The Balanced Orthogonal Dataset set contained non-linear data and outliers, so we analyzed the Training and Testing Datasets using four supervised ML algorithms: Random Forest (RF), Decision Tree (DT), Gradient Boosting (GB), and Light Gradient Boosting (LGB)27,28,29,30. We used k-fold validation to determine the best hyperparameters and avoid overfitting the model (see Supplement). We found that the LGB was the best model among those evaluated due to its balance between training and testing performance across multiple validations. While RF and GB initially appeared strong due to high training performance and testing performance, the overfitting concern diminished their appeal when compared to LGB, which demonstrated a more balanced performance and superior capacity for generalization. Light Gradient Boosting achieved correct classification of CWD-positive counties in 71.88% of the records in the Testing Dataset (with the highest average accuracy across the fivefold validation of 76.25%; see Supplement). Similarly, the LGB achieved a F1-score of 68.75%, precision of 73.33%, recall of 64.71%, and ROC of 78.82%, implying strong consistency, specificity, sensitivity, and discriminative power (see Supplement). Due to its superior performance in the cross validation, we deemed the LGB to be the strongest performer in predicting the status of CWD at the county level in the midwestern and eastern US given these data. Further assessment of the LGB model revealed that the most influential variables included in the model for these predictions of CWD (Fig. 2) included regulations surrounding risk of anthropogenic introduction of infectious materials (use of urine lures and importation of whole carcasses) and natural deer movement to reach water (distance to streams; see Supplement).

Figure 2
figure 2

Comparison of chronic wasting disease (CWD) status in free-ranging white-tailed deer in season-year 2020–21 between the CWD Prediction Web App and state surveillance data33. True Negatives (TNs) occurred when the CWD Prediction Web App prediction and the surveillance data agreed that CWD-status was CWD-non detect for the county in the season-year 2020–21. True Positives (TPs) occurred when the CWD Prediction Web App prediction and the surveillance data agreed that CWD-status was CWD-positive for the county in the season-year 2020–21. False Negatives (FNs) occurred when the CWD Prediction Web App predicted CWD-non detect, but the surveillance data declared CWD-positive for the county in season-year 2020–21. False Positives (FPs) occurred when the CWD Prediction Web App predicted CWD-positive, but the surveillance data declared CWD-non detect for the county in season-year 2020–21. Excluded represents counties omitted from predictions because harvest data was either not collected or could not be approximated by-county. Not Considered represents areas omitted from the Pooled Dataset33. Two sources of known error can cause predictions to deviate from reality: (1) model classification error and/or (2) error in CWD-status from surveillance. Specific to Minnesota, a third known error could cause predictions to deviate from reality: (3) error arising from the conversion of harvest data collected in Deer Permit Areas into county-approximations (see the Supplement for specific details). Map was created in QGIS (version 3.32.2-Lima)60.

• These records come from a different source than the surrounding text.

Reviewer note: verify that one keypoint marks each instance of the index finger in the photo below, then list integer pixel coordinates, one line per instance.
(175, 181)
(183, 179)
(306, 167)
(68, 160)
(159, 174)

Investigation of the LGB model revealed good accuracy when we compared CWD Prediction Web App predictions to the results of the field-based surveillance from the subsequent year (i.e., the season-year 2020–21). Relative to the CWD-status from on-the-ground surveillance in 2020–21, the CWD Prediction Web App predictions contained 75% accuracy, 82% sensitivity, 74% specificity, 29% F1-score, 82% recall, and 78% ROC. The CWD Prediction Web App showed 946 TNs, 70 TPs, 15 FNs, and 325 FPs relative to known data from the 2020–21 season-year (Table 2; Fig. 2).

Table 2 The confusion matrix of the best Light Gradient Boosting (LGB) model when CWD Prediction Web App predictions were compared against on-the-ground surveillance in white-tailed deer in the season-year 2020–21.

The CWD Prediction Web App had 70 TPs for the 2020–21 season-year, 66 of which constituted counties already known to be CWD-positive in white-tailed deer from the 2019–20 surveillance data. The remaining four TPs depicted counties that indeed turned positive in white-tailed deer for the first time in the 2020–21 season-year, just as the model predicted (Dakota county, Minnesota; Shawano, Washington, and Wood counties, Wisconsin). The CWD Prediction Web App had 325 FPs relative to surveillance data from the 2020–21 season-year.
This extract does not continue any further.